Cada noche en la casa era como un campo minado, por donde debía
andarme de puntillas mientras que al mismo tiempo él me amenazaba con desatar una
guerra ofensiva por cualquier error que cometiera, convirtiendo con su fuerza una simple velada en una lucha asfixiante y aterradora.

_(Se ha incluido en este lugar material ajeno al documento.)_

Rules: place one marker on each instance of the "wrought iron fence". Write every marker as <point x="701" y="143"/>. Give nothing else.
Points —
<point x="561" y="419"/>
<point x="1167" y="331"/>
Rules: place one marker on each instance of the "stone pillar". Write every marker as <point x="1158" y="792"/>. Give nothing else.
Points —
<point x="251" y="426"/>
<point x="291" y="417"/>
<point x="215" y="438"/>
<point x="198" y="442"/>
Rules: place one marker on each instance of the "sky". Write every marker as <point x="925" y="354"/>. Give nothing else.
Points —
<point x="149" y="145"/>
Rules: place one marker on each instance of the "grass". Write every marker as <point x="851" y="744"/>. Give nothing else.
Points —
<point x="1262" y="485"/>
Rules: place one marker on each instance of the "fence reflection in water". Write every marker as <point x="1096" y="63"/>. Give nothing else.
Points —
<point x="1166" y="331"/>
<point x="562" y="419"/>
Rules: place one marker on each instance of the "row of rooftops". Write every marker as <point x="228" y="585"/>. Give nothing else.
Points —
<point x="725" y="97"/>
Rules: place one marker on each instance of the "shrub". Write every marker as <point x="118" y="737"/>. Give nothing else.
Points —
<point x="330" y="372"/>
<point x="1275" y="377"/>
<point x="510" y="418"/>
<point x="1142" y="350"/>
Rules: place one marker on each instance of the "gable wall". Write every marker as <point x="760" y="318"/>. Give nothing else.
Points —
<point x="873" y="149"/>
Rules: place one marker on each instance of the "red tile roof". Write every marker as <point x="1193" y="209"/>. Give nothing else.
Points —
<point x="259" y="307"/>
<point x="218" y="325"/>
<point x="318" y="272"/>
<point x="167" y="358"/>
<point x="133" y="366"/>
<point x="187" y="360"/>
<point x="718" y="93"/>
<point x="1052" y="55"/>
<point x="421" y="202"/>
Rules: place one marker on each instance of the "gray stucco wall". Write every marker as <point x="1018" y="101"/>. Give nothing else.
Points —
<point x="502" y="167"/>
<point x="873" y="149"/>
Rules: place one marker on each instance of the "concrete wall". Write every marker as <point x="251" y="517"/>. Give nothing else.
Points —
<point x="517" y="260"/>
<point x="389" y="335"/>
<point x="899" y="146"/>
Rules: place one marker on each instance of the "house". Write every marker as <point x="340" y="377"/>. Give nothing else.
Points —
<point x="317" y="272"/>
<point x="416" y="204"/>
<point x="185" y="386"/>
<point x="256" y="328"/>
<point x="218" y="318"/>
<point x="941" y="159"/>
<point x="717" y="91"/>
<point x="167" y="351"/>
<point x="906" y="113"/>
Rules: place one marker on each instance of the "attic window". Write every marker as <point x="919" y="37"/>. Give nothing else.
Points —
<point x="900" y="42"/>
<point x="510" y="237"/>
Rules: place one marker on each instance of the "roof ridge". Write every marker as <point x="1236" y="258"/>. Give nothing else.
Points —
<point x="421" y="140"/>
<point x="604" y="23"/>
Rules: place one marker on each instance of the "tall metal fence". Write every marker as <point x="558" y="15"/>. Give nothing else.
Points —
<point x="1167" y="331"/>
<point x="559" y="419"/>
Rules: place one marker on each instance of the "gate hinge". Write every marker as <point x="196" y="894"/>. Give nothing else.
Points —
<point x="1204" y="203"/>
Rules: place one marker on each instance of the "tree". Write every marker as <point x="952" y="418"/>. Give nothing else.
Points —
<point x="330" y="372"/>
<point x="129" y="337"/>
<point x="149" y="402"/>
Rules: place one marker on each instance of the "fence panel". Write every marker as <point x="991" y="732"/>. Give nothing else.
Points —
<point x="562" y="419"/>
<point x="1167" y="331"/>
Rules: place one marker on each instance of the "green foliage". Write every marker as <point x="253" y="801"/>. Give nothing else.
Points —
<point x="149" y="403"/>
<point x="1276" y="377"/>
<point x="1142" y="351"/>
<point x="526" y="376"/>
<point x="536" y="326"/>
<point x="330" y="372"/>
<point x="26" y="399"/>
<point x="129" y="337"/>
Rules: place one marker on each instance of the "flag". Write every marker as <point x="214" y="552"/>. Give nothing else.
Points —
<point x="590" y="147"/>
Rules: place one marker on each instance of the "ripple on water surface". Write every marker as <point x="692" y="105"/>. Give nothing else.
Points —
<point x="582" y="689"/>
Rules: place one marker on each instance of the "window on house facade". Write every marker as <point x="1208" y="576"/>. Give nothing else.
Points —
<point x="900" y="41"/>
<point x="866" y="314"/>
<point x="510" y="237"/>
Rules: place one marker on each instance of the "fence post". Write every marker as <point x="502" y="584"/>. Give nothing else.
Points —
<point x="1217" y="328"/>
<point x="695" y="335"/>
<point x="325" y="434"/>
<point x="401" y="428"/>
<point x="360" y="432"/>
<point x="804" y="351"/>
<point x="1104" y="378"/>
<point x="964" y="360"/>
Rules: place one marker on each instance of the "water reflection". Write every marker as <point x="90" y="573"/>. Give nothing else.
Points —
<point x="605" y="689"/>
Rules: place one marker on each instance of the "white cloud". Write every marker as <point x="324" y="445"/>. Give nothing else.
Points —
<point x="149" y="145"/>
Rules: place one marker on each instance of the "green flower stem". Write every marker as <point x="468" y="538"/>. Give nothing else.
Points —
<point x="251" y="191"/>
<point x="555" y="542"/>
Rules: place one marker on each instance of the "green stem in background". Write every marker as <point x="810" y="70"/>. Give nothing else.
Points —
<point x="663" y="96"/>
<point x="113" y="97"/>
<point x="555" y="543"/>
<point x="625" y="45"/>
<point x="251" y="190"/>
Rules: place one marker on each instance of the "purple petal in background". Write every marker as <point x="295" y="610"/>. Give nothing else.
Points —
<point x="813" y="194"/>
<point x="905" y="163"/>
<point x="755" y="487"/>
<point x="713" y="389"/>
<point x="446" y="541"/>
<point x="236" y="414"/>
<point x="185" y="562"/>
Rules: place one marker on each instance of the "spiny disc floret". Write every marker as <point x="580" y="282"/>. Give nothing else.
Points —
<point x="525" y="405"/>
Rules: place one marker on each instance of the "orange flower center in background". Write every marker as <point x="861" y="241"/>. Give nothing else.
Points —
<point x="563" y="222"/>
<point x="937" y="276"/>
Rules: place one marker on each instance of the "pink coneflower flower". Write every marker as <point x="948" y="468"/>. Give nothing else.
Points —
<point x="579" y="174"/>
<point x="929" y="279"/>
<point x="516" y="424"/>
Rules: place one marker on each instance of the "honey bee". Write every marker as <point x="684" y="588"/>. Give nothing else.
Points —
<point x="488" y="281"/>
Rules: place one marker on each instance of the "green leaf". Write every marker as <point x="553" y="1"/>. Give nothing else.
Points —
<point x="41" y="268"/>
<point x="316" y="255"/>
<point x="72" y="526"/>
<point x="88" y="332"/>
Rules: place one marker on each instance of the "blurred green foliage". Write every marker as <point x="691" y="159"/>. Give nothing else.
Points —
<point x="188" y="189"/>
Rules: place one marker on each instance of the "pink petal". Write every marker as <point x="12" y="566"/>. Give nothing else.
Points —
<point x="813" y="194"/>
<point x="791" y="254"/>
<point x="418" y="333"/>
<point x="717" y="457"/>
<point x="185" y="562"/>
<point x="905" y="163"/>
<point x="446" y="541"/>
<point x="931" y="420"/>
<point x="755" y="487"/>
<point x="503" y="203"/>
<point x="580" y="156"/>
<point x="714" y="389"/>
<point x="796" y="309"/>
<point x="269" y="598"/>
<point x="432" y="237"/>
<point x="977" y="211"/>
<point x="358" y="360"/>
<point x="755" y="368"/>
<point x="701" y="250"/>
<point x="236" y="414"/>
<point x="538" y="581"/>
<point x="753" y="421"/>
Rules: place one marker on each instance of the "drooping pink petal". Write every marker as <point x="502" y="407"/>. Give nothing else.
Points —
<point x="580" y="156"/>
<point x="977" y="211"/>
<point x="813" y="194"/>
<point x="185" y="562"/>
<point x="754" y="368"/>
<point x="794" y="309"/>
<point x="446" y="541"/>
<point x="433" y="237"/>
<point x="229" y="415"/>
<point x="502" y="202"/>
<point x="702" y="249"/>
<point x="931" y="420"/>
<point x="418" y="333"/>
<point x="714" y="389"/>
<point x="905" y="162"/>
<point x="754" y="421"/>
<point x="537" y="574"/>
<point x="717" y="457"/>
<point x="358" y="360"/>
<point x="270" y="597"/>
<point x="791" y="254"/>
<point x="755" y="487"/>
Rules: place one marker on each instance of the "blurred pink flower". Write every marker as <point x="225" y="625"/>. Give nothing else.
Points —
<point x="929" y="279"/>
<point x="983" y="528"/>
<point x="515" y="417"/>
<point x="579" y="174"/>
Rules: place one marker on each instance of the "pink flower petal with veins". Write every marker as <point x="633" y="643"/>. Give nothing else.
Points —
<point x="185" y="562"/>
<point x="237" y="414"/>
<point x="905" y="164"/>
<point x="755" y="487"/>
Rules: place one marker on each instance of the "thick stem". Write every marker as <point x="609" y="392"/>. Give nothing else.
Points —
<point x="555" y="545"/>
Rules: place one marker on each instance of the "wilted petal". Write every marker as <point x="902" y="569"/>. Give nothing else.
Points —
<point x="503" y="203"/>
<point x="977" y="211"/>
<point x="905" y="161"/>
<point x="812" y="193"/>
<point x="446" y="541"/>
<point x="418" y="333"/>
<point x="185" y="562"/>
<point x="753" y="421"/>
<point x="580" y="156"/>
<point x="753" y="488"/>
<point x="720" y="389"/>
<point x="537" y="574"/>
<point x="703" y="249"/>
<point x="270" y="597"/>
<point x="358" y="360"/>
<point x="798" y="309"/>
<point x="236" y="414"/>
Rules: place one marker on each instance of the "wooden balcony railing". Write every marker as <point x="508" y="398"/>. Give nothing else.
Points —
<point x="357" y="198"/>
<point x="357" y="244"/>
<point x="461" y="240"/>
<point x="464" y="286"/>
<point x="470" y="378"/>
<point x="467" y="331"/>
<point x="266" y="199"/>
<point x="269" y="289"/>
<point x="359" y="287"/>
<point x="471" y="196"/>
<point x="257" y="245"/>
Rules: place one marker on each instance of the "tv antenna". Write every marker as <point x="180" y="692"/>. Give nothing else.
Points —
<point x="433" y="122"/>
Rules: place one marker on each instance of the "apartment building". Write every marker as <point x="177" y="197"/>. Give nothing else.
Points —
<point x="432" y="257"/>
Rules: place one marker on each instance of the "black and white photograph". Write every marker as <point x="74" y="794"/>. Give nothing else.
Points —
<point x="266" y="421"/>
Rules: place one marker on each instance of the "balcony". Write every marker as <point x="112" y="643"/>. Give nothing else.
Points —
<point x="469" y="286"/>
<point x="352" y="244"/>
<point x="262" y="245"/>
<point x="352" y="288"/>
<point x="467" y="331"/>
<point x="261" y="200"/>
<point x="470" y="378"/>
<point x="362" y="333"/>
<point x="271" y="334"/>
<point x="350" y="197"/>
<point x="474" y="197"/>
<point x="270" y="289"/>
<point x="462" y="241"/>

Algunas veces me salvaba porque la puerta del baño resistía lo suficiente,
pero casi todas las noches él ganaba, destruía mi armamento con un placer espantoso
en su mirada, ignorando mi llanto desesperado y la bandera blanca que le
mostraba.
Hubo un tiempo en el que yo no era fuerte pero me empeñaba en fingirlo,
solo porque sobrevivía a muchas de las peleas que siempre perdía… perder nunca era
bueno, aguantar no era vida.
Un día como cualquier otro mi cuerpo renunció a la lucha, mi mente cansada
del dolor supo que no podría aguantar más, entonces entre lagrimas sin sentido reuní
lo último de mis fuerzas y las organicé lo mejor que pude antes de cruzar la
puerta para huir en la dirección correcta. Con el corazón retumbando en mi
pecho me marché adorando los pocos rostros felices que se cruzaban en mi camino,
ignorando la guerra que dejaba a mis espaldas. Comprendí que la beligerancia de
mi vida junto a él acabaría en algún punto, que el final sería fatal y sin
importar qué terminaría siendo yo la gran perdedora. De todas formas a ese punto
ya me veía como una tierra tristemente abandonada, pero me sentía lista para
ser restaurada.
Hubo una temporada en que me mentía constantemente para no desfallecer
a la rutina de esposa silenciosa, de amante entregada como de pieza de museo
que no sentía nada. Hubo una temporada que casi me acaba por completo, a pesar de
todo sé que habrán otras temporadas más amables que me reconstruyan, mejoren y me hagan sentir realmente
fuerte, no porque yo lo repita, sino porque la mujer hermosa e increíble delante
del espejo se sienta muy poderosa.
Es lo que ahora en adelante me digo, es lo que a pesar de los
recuerdos de aquellas temporadas de dolor hoy por hoy me mantiene en pie.